His success in obtaining the crown depended on a fatal conjunction of diverse but equally self-destructive responses from those around him. The play locates these responses in particular characters — Lady Anne, Lord Hastings, the Earl of Buckingham and so forth — but it also manages to suggest that these characters sketch a whole country’s collective failure. Taken together, they itemize a nation of enablers.

Remind you of anyone?

Cabinet told to watch it

According to the Torygraph (so it must be true) Theresa May has stipulated that her senior ministers will be barred from wearing Apple Watches during Cabinet meetings amid concerns that they could be hacked by Russian spies.

Under David Cameron, several cabinet ministers wore the smart watches, including Michael Gove, the former Justice Secretary.

However, under Theresa May ministers have been barred from wearing them amid concerns that they could be used by hackers as listening devices.

Mobile phones have already been barred from the Cabinet because of similar concerns.

One source said: “The Russians are trying to hack everything.”

Apparently Michael Gove (who was once a serious politician, apparently) used to wear an iWatch and once treated the Cabinet to a few bars of a Beyoncé song while surreptitiously checking his email.

It’s a logical precaution. Mobiles have been verboten in Downing Street for a long time. Many years ago, when I was doing some consulting work in Whitehall, I once had to go to 10 Downing Street to see a senior civil servant. Upon entering through the front door, I was instructed to leave my mobile phone on the hall table and given a post-it note on which to write my name. I did so and went to my meeting in the warren of rooms behind No 10. When I got back to the entrance hall I went to reclaim my phone. Next to it was another handset (a Nokia, I think) with a post-it note saying “First Sea Lord”.

So this is how it ends

Good evaluation by the Economist of the second presidential debate:

SO THIS is how it was to end: a septuagenarian con-man flanked by four victims of sexual assault, real or alleged, trying to intimidate his opponent by dredging up old accusations against her husband, Bill Clinton. That pre-debate Facebook Live broadcast by Donald Trump, which combined farce, dystopia and reality-TV in three tawdry minutes, presaged the tone of the encounter that followed.

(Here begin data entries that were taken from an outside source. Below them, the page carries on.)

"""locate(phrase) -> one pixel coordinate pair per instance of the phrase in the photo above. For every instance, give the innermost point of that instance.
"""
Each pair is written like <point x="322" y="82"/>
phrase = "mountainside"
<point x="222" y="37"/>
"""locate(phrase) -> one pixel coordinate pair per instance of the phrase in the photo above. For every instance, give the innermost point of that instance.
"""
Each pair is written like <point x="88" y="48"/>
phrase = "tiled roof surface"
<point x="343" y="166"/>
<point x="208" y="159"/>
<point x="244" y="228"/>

As it turned out, his second confrontation with Hillary Clinton, at a town-hall style event in St Louis, did not signal the end of Mr Trump’s presidential bid. It may not lead to the headlong disintegration of the Republican Party, another outcome predicted in advance. Instead a hairline crack may have opened in the American republic itself.

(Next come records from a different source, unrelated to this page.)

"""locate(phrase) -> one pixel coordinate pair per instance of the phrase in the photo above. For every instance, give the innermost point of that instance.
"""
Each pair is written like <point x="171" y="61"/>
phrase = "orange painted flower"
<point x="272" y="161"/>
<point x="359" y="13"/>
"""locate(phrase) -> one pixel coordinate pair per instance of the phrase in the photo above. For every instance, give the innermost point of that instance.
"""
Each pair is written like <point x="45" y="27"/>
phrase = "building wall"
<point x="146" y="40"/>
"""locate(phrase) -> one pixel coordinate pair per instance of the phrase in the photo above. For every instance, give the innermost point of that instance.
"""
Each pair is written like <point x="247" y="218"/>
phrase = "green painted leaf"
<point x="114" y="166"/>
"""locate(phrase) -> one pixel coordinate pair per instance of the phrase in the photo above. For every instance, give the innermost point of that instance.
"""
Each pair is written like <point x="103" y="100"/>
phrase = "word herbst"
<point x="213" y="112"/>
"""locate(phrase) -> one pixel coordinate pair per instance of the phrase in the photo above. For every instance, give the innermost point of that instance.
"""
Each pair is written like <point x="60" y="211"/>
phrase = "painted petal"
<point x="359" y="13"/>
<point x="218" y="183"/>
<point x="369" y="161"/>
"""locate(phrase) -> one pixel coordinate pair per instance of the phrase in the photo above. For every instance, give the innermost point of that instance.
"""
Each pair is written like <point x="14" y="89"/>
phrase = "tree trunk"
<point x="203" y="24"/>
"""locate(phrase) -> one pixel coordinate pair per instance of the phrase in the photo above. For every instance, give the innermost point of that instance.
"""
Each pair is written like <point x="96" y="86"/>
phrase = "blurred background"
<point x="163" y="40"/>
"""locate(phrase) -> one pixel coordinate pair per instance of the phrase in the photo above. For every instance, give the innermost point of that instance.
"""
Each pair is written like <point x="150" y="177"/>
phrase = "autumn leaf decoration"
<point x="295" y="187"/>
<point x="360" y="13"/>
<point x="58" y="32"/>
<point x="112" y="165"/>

Great piece, worth reading in full. It concludes that the debate wasn’t the cataclysmic event for the Trump campaign — but only because he was playing to his core supporters, who would probably vote for him even if he’d shot Clinton live on stage. But it shows the kind of damage that the last 30 years have inflicted on the American polity. And it’s more than a ‘hairline crack’.

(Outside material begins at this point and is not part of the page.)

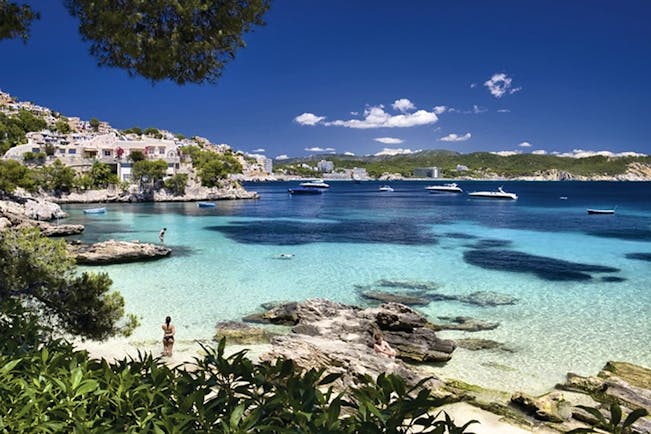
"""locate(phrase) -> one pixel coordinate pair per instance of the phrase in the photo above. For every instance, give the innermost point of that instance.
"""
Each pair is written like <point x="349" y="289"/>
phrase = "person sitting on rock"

ALSO. Great column by George F. Will. Ends thus:

Today, however, Trump should stay atop the ticket, for four reasons. First, he will give the nation the pleasure of seeing him join the one cohort, of the many cohorts he disdains, that he most despises — “losers.” Second, by continuing to campaign in the spirit of St. Louis, he can remind the nation of the useful axiom that there is no such thing as rock bottom. Third, by persevering through Nov. 8 he can simplify the GOP’s quadrennial exercise of writing its post-campaign autopsy, which this year can be published Nov. 9 in one sentence: “Perhaps it is imprudent to nominate a venomous charlatan.” Fourth, Trump is the GOP’s chemotherapy, a nauseating but, if carried through to completion, perhaps a curative experience.

Quote of the Day

“If it’s a blip, you tweak. If it’s a shock, you rethink”.

Malcolm McKenzie of consultancy firm Alvarez & Marsal, quoted in a Financial Times piece on UK business after Brexit.